Great to put a few faces to names as well.

Cheers,

Ewan

----------


## Trog

'twas good to see you and to have an update. Very much looking forward to wing morph results!  Was it you or Fiona (or both?) who put up a slide of a map of Scotland with results?  I couldn't see it clearly via Skype and wonder if you could put a copy up here?

----------


## Jimbo

Hi Ewan,

I was interested in your comment about you keeping the varroa in an artificial system.
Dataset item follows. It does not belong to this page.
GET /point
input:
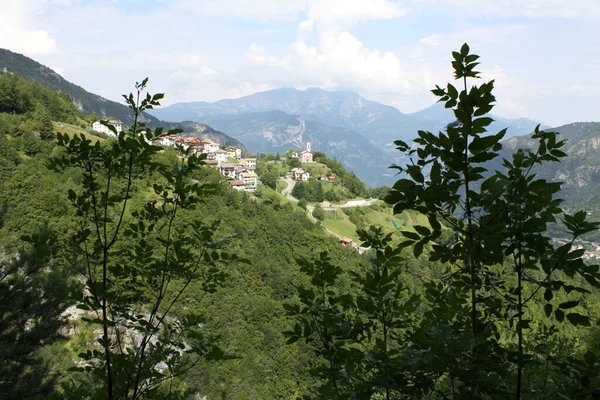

If possible could you expand on this and explain how you would achieve this. e.g do you need to make 'artificial bee blood' for the varroa to feed on.

----------


## Phil McAnespie

Hi Ewan,
It was really good to see you on Saturday.  I'm just so sorry that time was our enemy as we could have thoroughly enjoyed hearing more about the RNAi research.  I have no doubts that the associations will be getting in touch with you soon.  There is a definite interest and to be at the starting point of potentially world class research is so exciting.  I am so looking forward to the future of beekeeping in Scotland and as you said we are a country which punches well above our weight in many different world matters.  Beekeeping need not be any less. With drive and determination we can really put Scotland on the world stage and who knows, but in 2021 when Apimondia comes to Scotland (there's confidence for you) then the research programmes here will be 
there for all to see.  Many thanks again and look forward to speaking with you and Alan soon.  Best wishes.  Phil

----------